The House of Representatives' Commission on the Constitution met on Nov. 19 for the first time during the Diet's current session. Its focus for the time being will be revisions to the National Referendum Law, which stipulates procedures for amending the Constitution.

    The revision bill submitted two years ago was meant to allow train stations and commercial facilities to serve as polling places, and permit the flexible setting of hours for early voting. The bill was in line with the revised Public Offices Election Act, and opposition parties the Constitutional Democratic Party of Japan (CDP) and the Democratic Party for the People (DPFP) both said they had no problem with its content.

    But then-Prime Minister Shinzo Abe's disregard for consensus-building among ruling and opposition parties, and his presupposition that constitutional revision would occur, fostered distrust from the CDP and other opposition parties. With insufficient time to deliberate it, the revision bill will likely be shelved again during the current Diet session.

    When the original National Referendum Law was passed, it deferred on decisions concerning issues such as regulations for TV commercials encouraging citizens to vote for or against constitutional revision, and what the lowest acceptable voting rate to guarantee legitimate results would be.
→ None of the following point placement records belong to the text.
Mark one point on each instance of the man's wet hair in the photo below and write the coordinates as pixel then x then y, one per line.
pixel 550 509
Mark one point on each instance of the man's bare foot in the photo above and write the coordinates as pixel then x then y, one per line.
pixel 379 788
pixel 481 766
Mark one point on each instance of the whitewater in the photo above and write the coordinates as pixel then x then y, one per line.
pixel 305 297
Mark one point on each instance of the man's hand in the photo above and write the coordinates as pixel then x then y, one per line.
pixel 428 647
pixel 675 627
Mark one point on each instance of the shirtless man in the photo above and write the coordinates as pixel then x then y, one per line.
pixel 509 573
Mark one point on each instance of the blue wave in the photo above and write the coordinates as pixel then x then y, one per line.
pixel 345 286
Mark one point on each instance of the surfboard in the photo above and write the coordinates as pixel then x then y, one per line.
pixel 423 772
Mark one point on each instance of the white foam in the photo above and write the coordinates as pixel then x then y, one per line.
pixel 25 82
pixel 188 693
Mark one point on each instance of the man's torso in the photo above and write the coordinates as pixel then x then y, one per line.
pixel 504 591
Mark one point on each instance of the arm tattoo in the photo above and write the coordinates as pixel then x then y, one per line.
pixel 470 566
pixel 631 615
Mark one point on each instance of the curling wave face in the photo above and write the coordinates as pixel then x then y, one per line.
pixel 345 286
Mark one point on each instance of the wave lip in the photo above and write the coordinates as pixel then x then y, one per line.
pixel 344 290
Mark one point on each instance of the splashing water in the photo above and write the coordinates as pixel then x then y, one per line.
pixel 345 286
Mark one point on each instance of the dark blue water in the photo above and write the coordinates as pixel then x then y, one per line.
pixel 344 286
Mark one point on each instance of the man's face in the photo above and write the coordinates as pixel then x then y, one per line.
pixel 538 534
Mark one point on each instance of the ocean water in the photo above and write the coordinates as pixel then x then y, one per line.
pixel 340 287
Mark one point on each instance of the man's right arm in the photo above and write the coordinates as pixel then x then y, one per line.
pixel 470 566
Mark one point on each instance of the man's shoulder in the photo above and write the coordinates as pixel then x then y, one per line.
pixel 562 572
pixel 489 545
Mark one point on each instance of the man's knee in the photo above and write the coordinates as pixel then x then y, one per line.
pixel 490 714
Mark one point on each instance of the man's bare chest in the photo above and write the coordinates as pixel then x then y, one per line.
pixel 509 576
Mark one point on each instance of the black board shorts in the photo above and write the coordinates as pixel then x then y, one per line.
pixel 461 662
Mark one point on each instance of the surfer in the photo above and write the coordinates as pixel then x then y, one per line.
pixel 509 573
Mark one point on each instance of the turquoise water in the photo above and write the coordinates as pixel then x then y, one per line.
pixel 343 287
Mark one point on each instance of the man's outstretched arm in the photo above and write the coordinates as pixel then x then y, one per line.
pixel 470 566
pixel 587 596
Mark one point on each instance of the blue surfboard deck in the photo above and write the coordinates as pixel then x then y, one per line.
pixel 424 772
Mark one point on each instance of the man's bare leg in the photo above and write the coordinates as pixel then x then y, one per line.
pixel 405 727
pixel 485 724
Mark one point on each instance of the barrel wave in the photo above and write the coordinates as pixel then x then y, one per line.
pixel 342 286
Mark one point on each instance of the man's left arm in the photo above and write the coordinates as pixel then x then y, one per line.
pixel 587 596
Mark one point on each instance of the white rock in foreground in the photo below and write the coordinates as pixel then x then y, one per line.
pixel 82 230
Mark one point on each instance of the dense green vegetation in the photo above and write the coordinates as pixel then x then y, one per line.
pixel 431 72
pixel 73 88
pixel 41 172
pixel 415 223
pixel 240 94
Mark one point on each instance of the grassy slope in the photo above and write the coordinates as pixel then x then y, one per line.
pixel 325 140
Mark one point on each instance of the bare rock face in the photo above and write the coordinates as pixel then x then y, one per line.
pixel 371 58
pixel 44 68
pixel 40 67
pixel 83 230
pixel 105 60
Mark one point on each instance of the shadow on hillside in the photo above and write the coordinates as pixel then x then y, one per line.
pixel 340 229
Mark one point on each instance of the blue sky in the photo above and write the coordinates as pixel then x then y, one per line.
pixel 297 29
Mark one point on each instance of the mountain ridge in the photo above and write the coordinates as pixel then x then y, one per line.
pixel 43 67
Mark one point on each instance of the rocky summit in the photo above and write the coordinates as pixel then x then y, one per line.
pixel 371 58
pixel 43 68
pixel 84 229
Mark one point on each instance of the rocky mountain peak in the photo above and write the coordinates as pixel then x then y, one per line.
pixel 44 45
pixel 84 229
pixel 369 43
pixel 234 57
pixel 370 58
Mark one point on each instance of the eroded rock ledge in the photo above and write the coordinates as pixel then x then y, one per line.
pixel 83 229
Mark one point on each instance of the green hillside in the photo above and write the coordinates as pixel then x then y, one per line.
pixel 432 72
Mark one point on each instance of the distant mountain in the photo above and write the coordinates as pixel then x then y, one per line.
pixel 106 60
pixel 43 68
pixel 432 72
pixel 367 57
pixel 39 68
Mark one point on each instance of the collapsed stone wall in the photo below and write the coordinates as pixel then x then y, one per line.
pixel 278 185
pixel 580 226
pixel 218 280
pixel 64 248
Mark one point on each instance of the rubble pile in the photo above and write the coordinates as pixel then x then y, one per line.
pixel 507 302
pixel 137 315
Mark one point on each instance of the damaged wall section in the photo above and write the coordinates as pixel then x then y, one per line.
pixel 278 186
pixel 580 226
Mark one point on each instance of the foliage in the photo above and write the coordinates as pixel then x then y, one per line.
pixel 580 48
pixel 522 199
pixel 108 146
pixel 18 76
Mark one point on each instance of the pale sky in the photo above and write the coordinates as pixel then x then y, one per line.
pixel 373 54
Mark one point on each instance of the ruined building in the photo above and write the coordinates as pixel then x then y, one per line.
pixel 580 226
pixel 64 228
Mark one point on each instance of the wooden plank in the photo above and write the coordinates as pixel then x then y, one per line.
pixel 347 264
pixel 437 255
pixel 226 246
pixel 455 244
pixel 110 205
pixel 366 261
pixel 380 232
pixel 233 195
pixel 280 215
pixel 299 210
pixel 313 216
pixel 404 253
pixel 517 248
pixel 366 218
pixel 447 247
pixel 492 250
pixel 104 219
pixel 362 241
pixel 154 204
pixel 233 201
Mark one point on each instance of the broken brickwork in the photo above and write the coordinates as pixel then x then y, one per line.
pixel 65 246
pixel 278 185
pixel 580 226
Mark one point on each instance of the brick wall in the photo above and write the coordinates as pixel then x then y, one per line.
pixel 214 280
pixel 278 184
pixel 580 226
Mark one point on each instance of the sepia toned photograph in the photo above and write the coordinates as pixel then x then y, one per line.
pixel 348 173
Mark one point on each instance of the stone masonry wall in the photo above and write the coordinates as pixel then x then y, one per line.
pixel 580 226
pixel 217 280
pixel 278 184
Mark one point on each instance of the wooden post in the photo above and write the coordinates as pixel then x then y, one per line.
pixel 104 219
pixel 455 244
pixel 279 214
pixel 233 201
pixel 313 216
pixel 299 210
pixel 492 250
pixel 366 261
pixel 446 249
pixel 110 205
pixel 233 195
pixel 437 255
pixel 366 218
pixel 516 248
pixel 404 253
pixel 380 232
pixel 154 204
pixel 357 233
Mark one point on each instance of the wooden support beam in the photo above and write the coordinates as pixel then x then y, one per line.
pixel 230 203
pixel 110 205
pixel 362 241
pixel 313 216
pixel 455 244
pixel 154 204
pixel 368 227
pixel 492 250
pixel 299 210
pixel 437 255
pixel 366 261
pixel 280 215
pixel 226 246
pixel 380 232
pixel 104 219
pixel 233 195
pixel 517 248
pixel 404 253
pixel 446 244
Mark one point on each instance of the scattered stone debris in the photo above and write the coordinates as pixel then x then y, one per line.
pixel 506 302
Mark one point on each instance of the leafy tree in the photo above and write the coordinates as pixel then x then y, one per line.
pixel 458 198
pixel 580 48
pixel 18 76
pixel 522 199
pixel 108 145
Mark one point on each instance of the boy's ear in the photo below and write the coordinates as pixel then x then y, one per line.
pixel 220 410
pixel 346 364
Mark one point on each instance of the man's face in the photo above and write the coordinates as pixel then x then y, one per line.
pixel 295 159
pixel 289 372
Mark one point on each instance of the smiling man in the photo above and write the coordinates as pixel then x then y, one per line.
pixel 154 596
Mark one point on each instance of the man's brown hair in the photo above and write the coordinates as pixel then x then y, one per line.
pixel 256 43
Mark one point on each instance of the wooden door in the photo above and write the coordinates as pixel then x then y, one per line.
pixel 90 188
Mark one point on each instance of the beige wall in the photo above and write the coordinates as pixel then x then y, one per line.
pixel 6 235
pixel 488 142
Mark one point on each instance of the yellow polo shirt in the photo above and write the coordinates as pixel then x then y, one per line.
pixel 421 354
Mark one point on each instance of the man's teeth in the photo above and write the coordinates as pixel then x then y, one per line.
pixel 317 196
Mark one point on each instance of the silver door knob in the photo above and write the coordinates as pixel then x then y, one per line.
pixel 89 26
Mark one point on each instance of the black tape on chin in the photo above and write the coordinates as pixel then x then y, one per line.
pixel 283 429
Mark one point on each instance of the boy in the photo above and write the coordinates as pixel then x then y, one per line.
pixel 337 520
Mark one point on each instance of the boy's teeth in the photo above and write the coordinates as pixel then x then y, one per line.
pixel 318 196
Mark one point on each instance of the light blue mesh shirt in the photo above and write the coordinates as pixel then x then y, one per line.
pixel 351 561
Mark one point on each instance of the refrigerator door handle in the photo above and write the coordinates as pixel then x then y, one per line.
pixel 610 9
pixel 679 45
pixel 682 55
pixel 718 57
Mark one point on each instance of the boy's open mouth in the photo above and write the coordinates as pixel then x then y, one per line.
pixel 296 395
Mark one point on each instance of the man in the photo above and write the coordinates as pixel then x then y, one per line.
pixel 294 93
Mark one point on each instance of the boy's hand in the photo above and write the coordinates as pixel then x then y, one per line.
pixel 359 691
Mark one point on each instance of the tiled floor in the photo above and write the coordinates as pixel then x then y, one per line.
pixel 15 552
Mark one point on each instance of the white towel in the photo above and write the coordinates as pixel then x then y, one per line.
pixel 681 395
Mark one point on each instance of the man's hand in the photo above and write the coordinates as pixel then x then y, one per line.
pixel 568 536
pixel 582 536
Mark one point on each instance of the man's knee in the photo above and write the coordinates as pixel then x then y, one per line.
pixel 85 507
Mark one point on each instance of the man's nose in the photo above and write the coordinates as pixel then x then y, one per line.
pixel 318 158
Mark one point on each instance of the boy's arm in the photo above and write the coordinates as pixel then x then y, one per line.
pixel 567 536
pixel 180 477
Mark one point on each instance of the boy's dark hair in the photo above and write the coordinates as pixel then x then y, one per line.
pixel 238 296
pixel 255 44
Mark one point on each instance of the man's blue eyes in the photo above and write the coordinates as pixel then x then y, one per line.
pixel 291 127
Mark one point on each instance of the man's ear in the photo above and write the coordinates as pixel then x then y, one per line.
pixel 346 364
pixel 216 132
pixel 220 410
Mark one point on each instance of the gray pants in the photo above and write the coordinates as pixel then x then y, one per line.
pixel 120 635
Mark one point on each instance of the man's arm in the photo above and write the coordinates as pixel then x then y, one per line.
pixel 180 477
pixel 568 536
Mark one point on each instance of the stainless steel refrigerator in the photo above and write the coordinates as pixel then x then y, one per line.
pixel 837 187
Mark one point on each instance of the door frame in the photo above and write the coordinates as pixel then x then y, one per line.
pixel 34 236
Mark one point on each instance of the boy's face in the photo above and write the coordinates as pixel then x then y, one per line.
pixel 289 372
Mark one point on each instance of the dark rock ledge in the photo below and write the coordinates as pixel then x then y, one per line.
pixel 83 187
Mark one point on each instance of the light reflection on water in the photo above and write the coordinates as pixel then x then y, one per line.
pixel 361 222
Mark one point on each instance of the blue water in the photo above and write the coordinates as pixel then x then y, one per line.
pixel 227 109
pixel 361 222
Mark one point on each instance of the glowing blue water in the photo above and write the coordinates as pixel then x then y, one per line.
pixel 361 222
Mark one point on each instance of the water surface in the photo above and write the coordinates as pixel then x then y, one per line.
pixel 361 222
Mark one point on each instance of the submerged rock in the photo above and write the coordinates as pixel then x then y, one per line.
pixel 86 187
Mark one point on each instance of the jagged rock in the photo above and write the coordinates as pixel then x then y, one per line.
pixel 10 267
Debate on the issues has not progressed since.

    The only restriction in place so far states that commercials advocating one position or another in a national referendum cannot be aired within 14 days of a vote. If organizations with financial muscle buy large quantities of ads for one position, there will be imbalances in the amount of information voters are exposed to. To deal with this problem, some kind of restriction will need to come under consideration.

    Additionally, with it now being 10 years since the legislation went into effect, new challenges have sprung up, too.

    The price of internet ads surpassed TV for the first time in history in 2019; how this form of messaging is treated has become another issue that must be discussed.

    In the national referendum that decided Britain's exit from the European Union, and in the United States presidential elections, social media ads based on big data flooded the internet, and fake news and other types of misinformation spread widely.

    These issues concern freedom of expression and the right to know; both of which are guaranteed by the Japanese Constitution. It is essential for there to be an environment in which voters can cast their ballots fairly and justly. Measures must be taken from the viewpoint of avoiding political division among the public.

    In the results for 2019's House of Councillors election, the seats occupied by the pro-constitutional revision bloc in the upper house dropped below the two-thirds necessary to initiate a referendum. Since the switch in prime ministers from Abe to Yoshihide Suga this September, there has been no realistic and specific timeline for constitutional revision to be proposed in the Diet. For this very reason, we think both the ruling and opposition parties can settle in and debate this issue thoroughly.

    The Commission on the Constitution is truest to itself when wide-ranging agreement is emphasized, and debate is conducted without interparty conflict or impact from the day's political state of affairs. It is time to rebuild a trusting relationship between the ruling and opposition parties, and go back to basics.